Il est étrange de remarquer que ce sont des sujets philosophiques alors que le musicien n’a aucune connaissance théorique ; mais il subit cette morne vie entre sexe, drogue, et jazz. Bruno V, lui, est frustré de sa position de critique. Il ramasse les miettes et n’est pas artiste, il n’est que le réceptacle du talent de Johnny. Au fond, les deux hommes poursuivent le même but : connaître le sens de leur vie, se connaître eux-mêmes.
Cortazar mêle habilement fiction et réalité, entre musiciens réels et personnages fictifs. Il faut néanmoins souligner qu’on peut se douter de qui se cache derrière ces personnages inconnus : Johnny Carter et l’auteur ont les mêmes initiales, et Bruno V n’est pas loin de Boris Vian, grand passionné de jazz et de littérature. Plus qu’une histoire sur la musique et les affres du succès (ou des ténèbres de l’anonymat), L’homme à l’affût est une quête de soi-même dans unmonde étrange, brumeux, déboussolé. Tout se doit d’être remis en question ; la moindre faille des personnages devient, sous le vent tumultueux de la vie quotidienne, un gouffre béant dans lequel s’engouffrent tous leurs doutes ; Johnny perd ainsi toute notion de réalité.

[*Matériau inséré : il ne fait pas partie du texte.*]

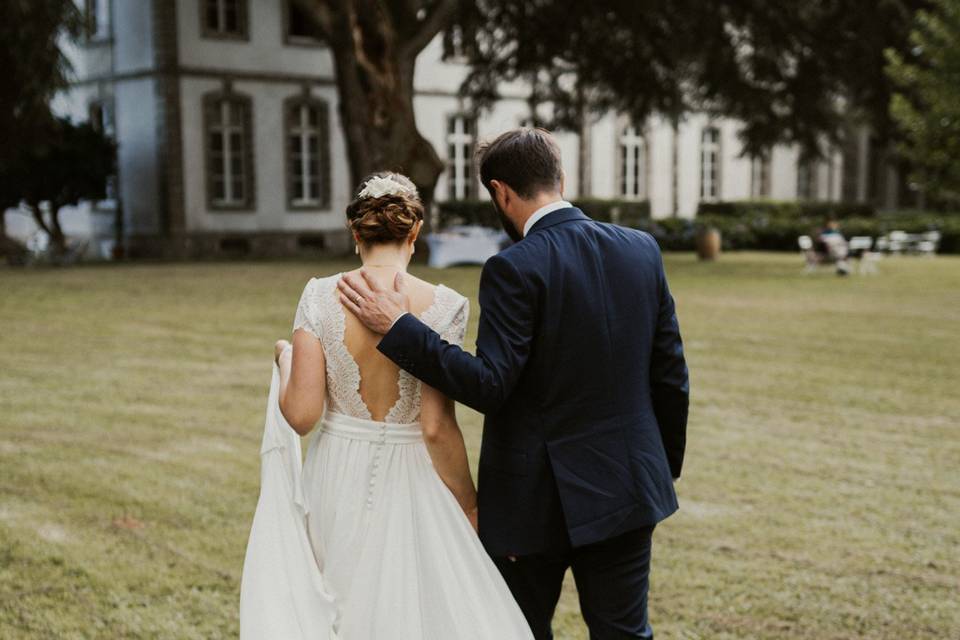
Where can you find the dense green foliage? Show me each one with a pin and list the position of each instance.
(791, 71)
(927, 107)
(71, 163)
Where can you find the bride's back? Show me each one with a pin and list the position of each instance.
(379, 376)
(360, 381)
(385, 219)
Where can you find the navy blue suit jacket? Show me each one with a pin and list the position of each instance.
(581, 375)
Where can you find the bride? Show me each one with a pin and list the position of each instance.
(391, 508)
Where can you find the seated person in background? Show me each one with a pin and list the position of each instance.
(832, 247)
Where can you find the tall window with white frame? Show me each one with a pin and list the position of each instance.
(308, 154)
(229, 140)
(461, 138)
(710, 164)
(760, 176)
(807, 184)
(224, 18)
(633, 164)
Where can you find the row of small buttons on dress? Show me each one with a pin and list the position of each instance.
(375, 464)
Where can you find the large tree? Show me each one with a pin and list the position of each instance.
(927, 107)
(792, 71)
(33, 69)
(375, 44)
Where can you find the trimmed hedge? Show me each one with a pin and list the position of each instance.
(766, 226)
(778, 234)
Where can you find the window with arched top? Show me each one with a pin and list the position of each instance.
(632, 170)
(461, 141)
(710, 164)
(760, 176)
(228, 137)
(807, 183)
(307, 152)
(224, 19)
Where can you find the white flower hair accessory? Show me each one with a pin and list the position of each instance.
(379, 186)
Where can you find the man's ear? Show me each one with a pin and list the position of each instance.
(501, 194)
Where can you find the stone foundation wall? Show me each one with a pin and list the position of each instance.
(215, 245)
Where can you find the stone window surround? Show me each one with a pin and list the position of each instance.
(715, 149)
(624, 126)
(323, 146)
(243, 21)
(249, 179)
(462, 165)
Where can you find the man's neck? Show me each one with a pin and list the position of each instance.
(534, 204)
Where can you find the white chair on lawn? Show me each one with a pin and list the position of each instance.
(929, 243)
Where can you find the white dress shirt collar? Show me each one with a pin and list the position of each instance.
(542, 212)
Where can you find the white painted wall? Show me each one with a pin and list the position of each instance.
(269, 70)
(270, 212)
(264, 51)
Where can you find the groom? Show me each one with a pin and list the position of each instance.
(581, 375)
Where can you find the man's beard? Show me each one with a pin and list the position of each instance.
(508, 226)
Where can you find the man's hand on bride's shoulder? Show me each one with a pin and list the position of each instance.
(281, 347)
(375, 306)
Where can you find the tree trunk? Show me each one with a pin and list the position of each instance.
(375, 46)
(58, 242)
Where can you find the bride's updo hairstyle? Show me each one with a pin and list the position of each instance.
(385, 210)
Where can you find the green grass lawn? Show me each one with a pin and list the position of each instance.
(820, 499)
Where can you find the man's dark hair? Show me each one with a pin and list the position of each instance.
(526, 159)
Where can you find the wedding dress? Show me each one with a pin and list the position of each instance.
(391, 555)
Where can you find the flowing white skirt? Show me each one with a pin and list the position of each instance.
(396, 551)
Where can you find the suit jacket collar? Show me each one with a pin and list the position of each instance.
(559, 216)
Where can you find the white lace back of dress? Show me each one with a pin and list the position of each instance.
(321, 314)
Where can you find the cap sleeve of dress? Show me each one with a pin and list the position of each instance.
(455, 328)
(308, 311)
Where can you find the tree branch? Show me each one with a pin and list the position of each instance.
(438, 18)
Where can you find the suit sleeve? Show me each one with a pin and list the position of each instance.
(485, 381)
(669, 379)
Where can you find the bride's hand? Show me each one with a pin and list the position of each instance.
(279, 348)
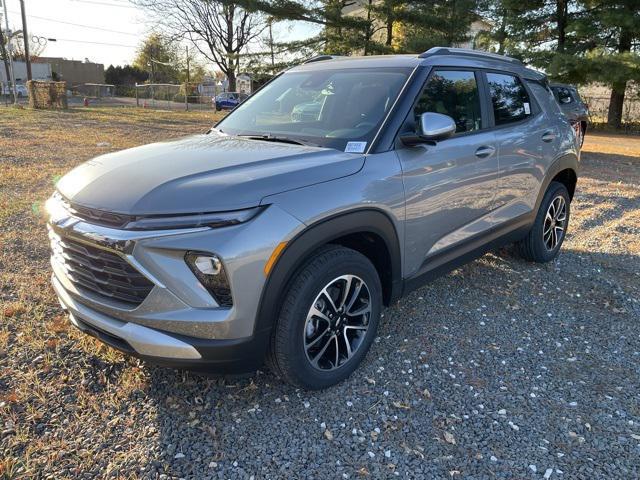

Le jazz est cette musique libre et instinctive, sortie d’on ne sait où, créée on ne sait comment. La création et sa genèse sont également des points d’interrogations. De fait, quand tout, jusqu’à l’intérêt de sa propre existence, devient incertitude, l’être humain se transforme sans doute en homme à l’affût : position privilégiée pour observer et prendre du recul. Mais on ne sait jamais bien ce qu’on va voir : on peut être s’en retrouver brisé, ayant remarqué sa propre vacuité…
Quelques citations
« Je suis un critique de jazz assez sensible pour sentir mes limites et comprendre que ce que je pense est au-dessous du plan où le pauvre Johnny essaie d’avancer avec ses phrases tronquées, ses soupirs, ses rages soudaines et ses pleurs. Il s’en fiche, lui, que je le trouve génial et jamais il n’a tiré gloire de sa musique qui est bien au-delà de celle que jouent ses compagnons. Je pense avec mélancolie qu’il est, lui, au « commencement » de son saxo et que je suis obligé, moi, de me contenter de la « fin ». Il est la bouche, lui, et moi, l’oreille, pour ne pas dire qu’il est la bouche et que je suis… Tout critique, hélas, est le triste aboutissement de quelque chose qui a commencé comme une saveur, comme le délice de mordre et de mâcher. Et la bouche remue à nouveau, la grande langue gourmande de Johnny rattrape un petit jet de salive qui lui coulait sur les lèvres. Les mains décrivent des courbes dans l’air. »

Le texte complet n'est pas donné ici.